La très faible proportion des actes des collectivités locales transmis aux préfets qui sont déférés aux tribunaux administratifs dans le cadre du contrôle de légalité (de 0,29 à 0,34 pour mille entre 1983 et 1992) peut certes s'expliquer par le rôle de conseil joué officieusement en amont par les membres du corps préfectoral auprès des collectivités.

Cependant, les élus locaux ne peuvent avoir qu'une réaction d'incompréhension lorsque leur responsabilité pénale est mise en cause à propos d'actes soumis antérieurement au contrôle de légalité qui n'avaient alors suscité aucune observation.

Après avoir souligné les faiblesses actuelles du contrôle de légalité, le rappport établi par M. Pierre Fauchon au nom du groupe de travail de la commission des Lois du Sénat sur la responsabilité pénale des élus locaux, sous la présidence de M. Jean-Paul Delevoye 14( * ) estimait à cet égard que " les autorités locales à défaut d'être prémunies contre le recours d'un tiers ou contre une action pénale pourraient être fondées à considérer le contrôle de légalité comme un indicateur fiable de la valeur juridique de leurs actes ".

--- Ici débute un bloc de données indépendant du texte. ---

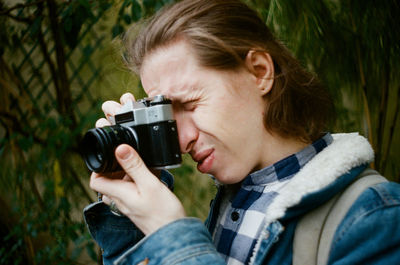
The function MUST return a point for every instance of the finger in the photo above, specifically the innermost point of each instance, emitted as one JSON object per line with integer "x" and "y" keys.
{"x": 127, "y": 97}
{"x": 133, "y": 165}
{"x": 110, "y": 108}
{"x": 112, "y": 188}
{"x": 102, "y": 122}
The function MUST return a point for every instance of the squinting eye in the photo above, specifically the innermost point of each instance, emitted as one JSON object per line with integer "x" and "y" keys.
{"x": 189, "y": 106}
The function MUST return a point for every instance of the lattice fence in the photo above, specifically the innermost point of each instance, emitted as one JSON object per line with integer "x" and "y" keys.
{"x": 48, "y": 81}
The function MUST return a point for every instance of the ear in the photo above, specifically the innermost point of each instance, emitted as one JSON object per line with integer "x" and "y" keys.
{"x": 260, "y": 64}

Interrogeant récemment le Garde des Sceaux sur ce sujet par la voie d'une question écrite datée du 23 mai 1996, le président Jacques Larché faisait ainsi observer que " la discordance de points de vue entre le préfet et le procureur de la République sur un même acte fait naître chez les élus locaux un sentiment d'insécurité juridique particulièrement préjudiciable au bon fonctionnement des collectivités territoriales ".

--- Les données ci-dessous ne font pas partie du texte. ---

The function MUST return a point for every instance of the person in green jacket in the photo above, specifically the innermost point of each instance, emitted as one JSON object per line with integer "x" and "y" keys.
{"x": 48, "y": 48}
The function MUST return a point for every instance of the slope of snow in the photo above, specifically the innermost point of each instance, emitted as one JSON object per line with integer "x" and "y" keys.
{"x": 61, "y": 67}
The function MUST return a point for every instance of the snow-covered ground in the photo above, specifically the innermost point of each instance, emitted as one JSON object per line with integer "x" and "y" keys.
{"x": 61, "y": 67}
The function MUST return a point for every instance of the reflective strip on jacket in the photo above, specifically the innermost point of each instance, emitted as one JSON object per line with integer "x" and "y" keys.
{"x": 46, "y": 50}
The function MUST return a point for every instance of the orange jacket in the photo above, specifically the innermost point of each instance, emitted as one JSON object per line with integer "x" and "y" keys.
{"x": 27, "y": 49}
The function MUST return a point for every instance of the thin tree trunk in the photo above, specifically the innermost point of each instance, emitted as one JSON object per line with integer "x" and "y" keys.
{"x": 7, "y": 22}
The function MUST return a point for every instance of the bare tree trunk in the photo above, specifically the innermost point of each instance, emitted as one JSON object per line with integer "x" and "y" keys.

On aboutit, en outre, à une sorte de confusion dans la définition et la mise en oeuvre du champ des contrôles juridictionnels exercés respectivement par le juge administratif et par le juge répressif voire par les juridictions financières, lesquelles peuvent subrepticement étendre leur contrôle dans un domaine qui relève normalement des juridictions administratives à travers le contrôle de légalité.